Gotta be sorely impressed by Pitt's prideful Panthers, winning four in a row in Manhattan for the Big East Conference championship. Four in a row? I'm impressed when Pitt hits four free throws in a row.
Gotta be sorely impressed when Georgia's gorgeous Bulldogs do Pitt one better, winning four times in three days for the Southeastern Conference title in tornado-ravaged Atlanta, winning as many times in little more than 30 desperate hours as they had won in the conference all winter.
Gotta be sorely impressed when the Houston Rockets win 22 consecutive NBA frays including a victory Sunday against the L.A. Kobes, 10 of those since Ming went "Yow!" in the echo of his broken ankle.
Gotta be sorely impressed, undoubtedly, but it's not like any or all of that should be compared to the Furthering Adventures of Eldrick Woods, whose virtual destruction of an entire sport's competitive foundation merely accelerated over the weekend.
If you've been too hung-up on bracketology and Rockets science to have noticed, Tiger's perfect flight through 2008 reached a new cruising altitude Sunday, when he rolled a 25-footer down a sloping 18th green at Bay Hill, crouched suggestively as it broke right, then whirled and threw his hat in triumph as it disappeared for a one-stroke victory against Bart Bryant in the Arnold Palmer Invitational.
Crouching Tiger Hat's a Flyin'.
So here's the accounting. He has won all three PGA events he has entered in '08, five in a row counting his final two events of 2007, six in a row if you count the Dubai Desert Classic, seven of his past eight, eight of his previous nine if you count the unofficial, limited-field Target World Challenge, and 16 of his past 25 tournaments, not that anyone's accounting.
There's a word for this, the same word Arnold Palmer let slip from the margins of that same 18th green Sunday, from the wise and soulful center of the tournament named in his honor:
"Unbelievable."
Woods has won 64 PGA tournaments, or as many by age 32 as Ben Hogan won by age 46. Only Jack Nicklaus (73) and Sam Snead (82) have won more, and those numbers ought to be eclipsed by, what, Halloween?
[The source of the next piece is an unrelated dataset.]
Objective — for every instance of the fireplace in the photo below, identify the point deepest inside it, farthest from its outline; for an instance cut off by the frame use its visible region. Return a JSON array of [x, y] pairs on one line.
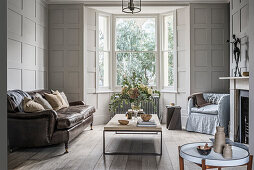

"What he's doing right now, I mean, you can't even hardly fathom it," Bryant said after becoming the closest human to Woods in stroke-play this year. "You can't explain it. It's just incredible. I think true golf fans who understand the game, understand the magnitude of it. I think the golf public in general doesn't get it, to be honest."
I appreciate that honesty, but as neither a true golf fan nor part of the golf public in general, and in fact someone who would be more closely described as part of the non-golf public or even a false golf fan, I still think I get it. I think the people who make the needle jump on ratings every time he enters a tournament and every time he haunts another Sunday get it.
What Woods is doing is harder, competitively, than what Pitt is doing or what the Rockets are doing or even what the New England Patriots were doing for 18/19ths of a football season. Say what you want about the Patriots, who've gotten all credit and discredit due them for going 18-0 until their Giant disappointment, but the Patriots got to play the Dolphins, Bills and Jets six times.
Woods competes against the game's elite players on the world's most difficult courses without the benefit of any physical or emotional momentum. He goes away for three, four, five weeks at a time, reappears and dominates. All of which says nothing of the incalculable random forces of a golf ball in flight.
"The wind had totally shifted," Woods said after the round Sunday. "It was in off the left on 17, and in off the right [on 18]."
How often does it shift between takeoff and landing? How often does the landing affect the roll, the grass affect the spin, the humidity affect the lift, the dew point affect the dimples, the greens curdle the scoring, and on and on and on? But for all the forced complexity of the question, there remains one simple answer:
Not enough to keep Woods from winning.
Not for the moment anyway, and this long, brilliant, incredible moment continues this week at Doral, where Woods has won three years running.
Byron Nelson won 11 consecutive PGA events in 1945, just in case you wanted to remember that while it's still relevant.